My mother died of advanced breast cancer in
September 1999. She had battled the disease for 12
years – successfully for eight of those 12 years. In
1995 the breast cancer reoccurred in her lung and quickly
began to spread to the rib cage and sternum. After ten
years of successful treatment with hormone therapy, chemo
was required. We were told there was only
a fifty-fifty chance that Mother’s cancer would respond to
treatment.
The worst scenario proved true. After the first round of
chemo, the doctor described Mom’s cancer as “beaten down,
but not gone.” She said there would be further
treatment, but the best we could hope for was slowing
progression of the disease. Each round of chemo
would prove to be more difficult than the last. Four
months after the first round of chemo, Mom’s needs and the
sheer number of doctor and hospital visits forced me into
the role of sole caregiver. I left my job and stayed
home.
Those last 18 months of Mom’s life were undeniably a
painful, difficult experience, yet they were also beautiful.
Sometime during those 18 months, I came to the realization
that I had been blessed with a rare opportunity and
privilege – to love literally to the very moment of death
the person whose love had given me life.

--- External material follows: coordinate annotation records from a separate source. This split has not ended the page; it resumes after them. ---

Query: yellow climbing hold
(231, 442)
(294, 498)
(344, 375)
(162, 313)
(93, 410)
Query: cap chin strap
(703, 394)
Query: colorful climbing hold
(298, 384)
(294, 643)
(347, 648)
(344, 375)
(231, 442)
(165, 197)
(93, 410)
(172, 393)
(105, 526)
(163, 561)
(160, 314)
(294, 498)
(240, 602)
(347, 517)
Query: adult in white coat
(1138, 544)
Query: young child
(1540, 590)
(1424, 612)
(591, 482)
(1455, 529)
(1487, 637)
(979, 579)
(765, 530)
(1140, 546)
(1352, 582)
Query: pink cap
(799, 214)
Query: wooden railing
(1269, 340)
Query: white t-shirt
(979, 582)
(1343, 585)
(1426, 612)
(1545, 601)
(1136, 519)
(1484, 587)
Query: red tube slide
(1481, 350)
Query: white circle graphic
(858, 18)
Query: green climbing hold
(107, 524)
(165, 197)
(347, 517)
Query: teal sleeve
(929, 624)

Prior to this
time, I had always believed that life was our greatest gift;
but my experience with suffering and death left me with a
strong conviction that faith, not life, is our greatest
gift. Life is ever changing, life ends. Faith is
a constant – it is a gift that is always there, if we just
accept it.
When you are dealing with the terminally ill (particularly
in the role of caregiver), life as you knew and loved it
suddenly comes to a screeching halt. You are not only
dealing with your emotions (watching someone you love and
care about die), you are also dealing with their fragile
emotions. The terminally ill person has to come first.

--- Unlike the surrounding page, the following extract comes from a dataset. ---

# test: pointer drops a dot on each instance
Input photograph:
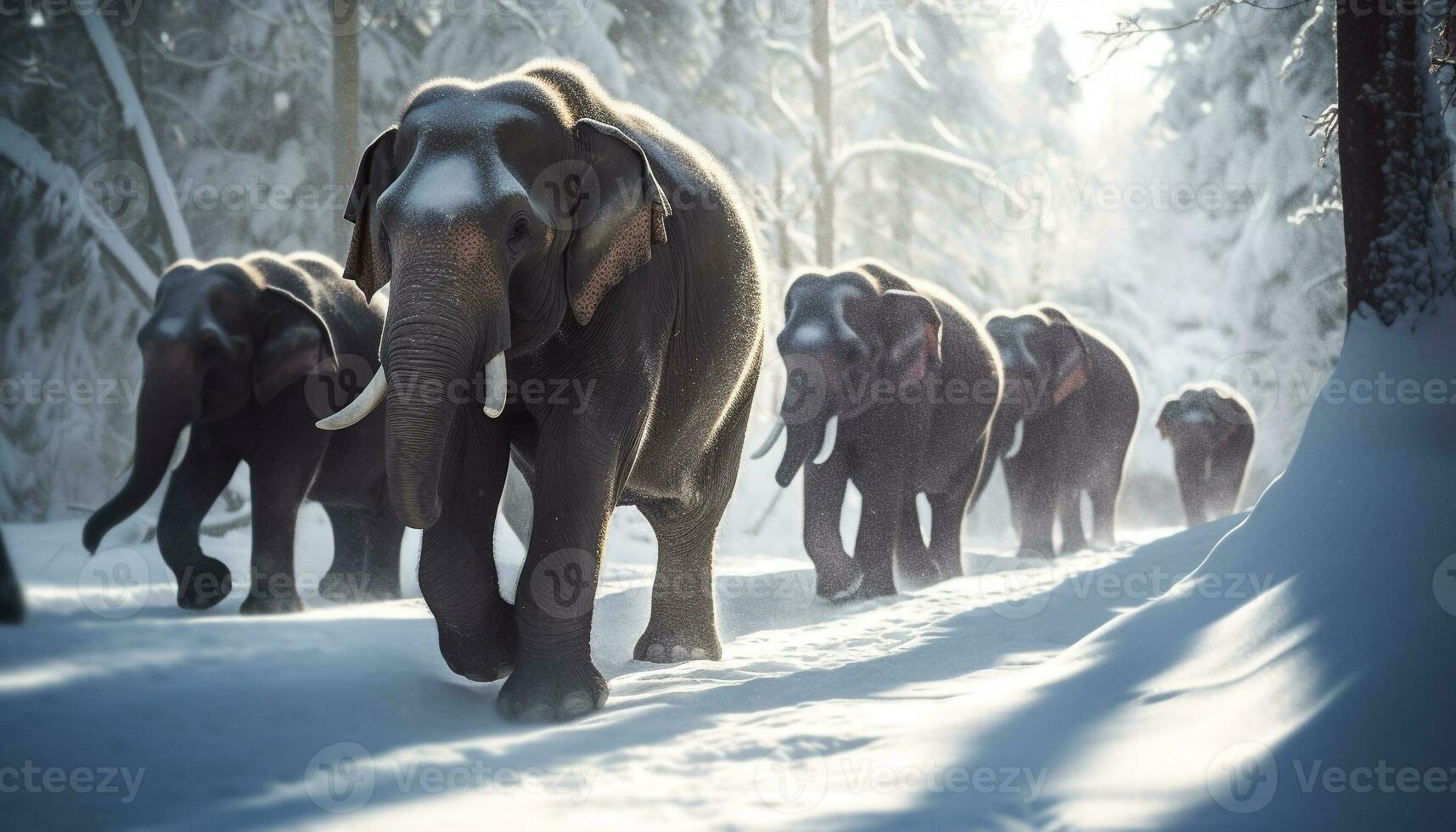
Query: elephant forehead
(449, 184)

You really have the easy task. You only have to deal
with losing the person; they have to deal with losing
everything and facing life’s ultimate limit – death.
I had come from a corporate background where I was trained
to identify the problem, assess the situation, and come up
with solutions. I was trained to control the situation
– not to allow the situation to control me. Suddenly,
I was powerless at a time when I desperately wanted and
needed to be in control. This thing, this disease, was
rapidly changing, killing my mother and my best friend.
I couldn’t do anything about it. I wasn’t in control
of the situation. At the same time, Mom seemed to be
ignoring the hopelessness of her situation – always planning
for the future, focusing only on the positive things the
doctor said, asserting that her prayers would be answered
and the next round of chemo would put her cancer in
remission.
On the outside, I worked hard to maintain an appearance of
being in control. An attitude of life as usual was
necessary to keep up Mom’s morale. A positive attitude
was more important, more potent than any treatment.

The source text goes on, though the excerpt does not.